The new release is set to introduce support for new large language models, making demanding AI workloads more accessible. Particularly notable is its compatibility with OpenAI’s Chat API, enabling local execution (rather than the cloud) on PCs and workstations with RTX GPUs starting with 8GB of VRAM.
Nvidia’s TensorRT-LLM library was released just last month and is said to help improve the performance of large language models (LLM) using Tensor Cores on RTX graphics cards. It provides Python APIs for developers to define LLMs and build fast TensorRT engines without deep knowledge of C++ or CUDA.
With the release of TensorRT-LLM v0.6.0, navigating the complexities of custom generator AI projects will become simpler due to the introduction of AI Workbench. It is an integrated toolkit that facilitates quick creation, testing, and optimization of pre-trained generative AI models and LLMs. The platform is also expected to enable developers to streamline collaboration and deployment while ensuring efficient and scalable model development.
Recognizing the importance of supporting AI developers, Nvidia and Microsoft are also releasing DirectML enhancements. These optimizations accelerate foundational AI models like Llama 2 and Stable Diffusion, giving developers increased options for cross-vendor deployment and setting new standards for performance.
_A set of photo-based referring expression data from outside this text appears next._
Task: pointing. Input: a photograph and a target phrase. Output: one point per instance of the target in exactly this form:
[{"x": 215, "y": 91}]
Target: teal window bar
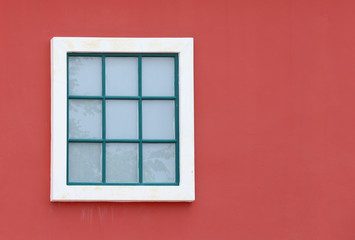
[{"x": 140, "y": 99}]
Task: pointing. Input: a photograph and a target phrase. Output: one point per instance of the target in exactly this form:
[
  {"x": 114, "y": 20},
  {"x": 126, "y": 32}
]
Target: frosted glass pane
[
  {"x": 85, "y": 76},
  {"x": 85, "y": 118},
  {"x": 121, "y": 76},
  {"x": 158, "y": 162},
  {"x": 158, "y": 119},
  {"x": 121, "y": 119},
  {"x": 122, "y": 162},
  {"x": 85, "y": 163},
  {"x": 158, "y": 76}
]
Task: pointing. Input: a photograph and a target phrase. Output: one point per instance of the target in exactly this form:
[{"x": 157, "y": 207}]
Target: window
[
  {"x": 122, "y": 119},
  {"x": 122, "y": 112}
]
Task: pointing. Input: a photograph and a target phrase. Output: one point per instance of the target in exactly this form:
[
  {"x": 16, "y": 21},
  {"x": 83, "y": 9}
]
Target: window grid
[{"x": 140, "y": 99}]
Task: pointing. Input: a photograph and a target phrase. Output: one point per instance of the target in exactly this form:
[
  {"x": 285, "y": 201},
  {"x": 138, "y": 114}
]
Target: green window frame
[{"x": 140, "y": 98}]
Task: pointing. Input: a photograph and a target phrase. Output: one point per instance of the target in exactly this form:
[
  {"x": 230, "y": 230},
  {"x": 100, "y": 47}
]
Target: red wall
[{"x": 274, "y": 115}]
The new TensorRT-LLM library update also promises substantial improvements in inference performance, with up to five times faster speed. This update extends support for additional popular LLMs, including Mistral 7B and Nemotron-3 8B, and extends the capabilities of fast and accurate local LLMs to a wider range of portable Windows devices.
The integration of TensorRT-LLM for Windows with OpenAI’s chat API through a new wrapper will allow hundreds of AI-powered projects and applications to run natively on RTX-equipped PCs. This will potentially eliminate the need to rely on cloud services and ensure the security of private and proprietary data on Windows 11 PCs.
The future of AI on Windows 11 PCs still has a long way to go. With AI models becoming increasingly available and developers continuing to innovate, harnessing the power of Nvidia’s RTX GPUs could be a game-changer. However, it’s too early to say whether this will be the final piece of the puzzle that Microsoft so desperately needs to fully unlock the capabilities of AI on Windows PCs.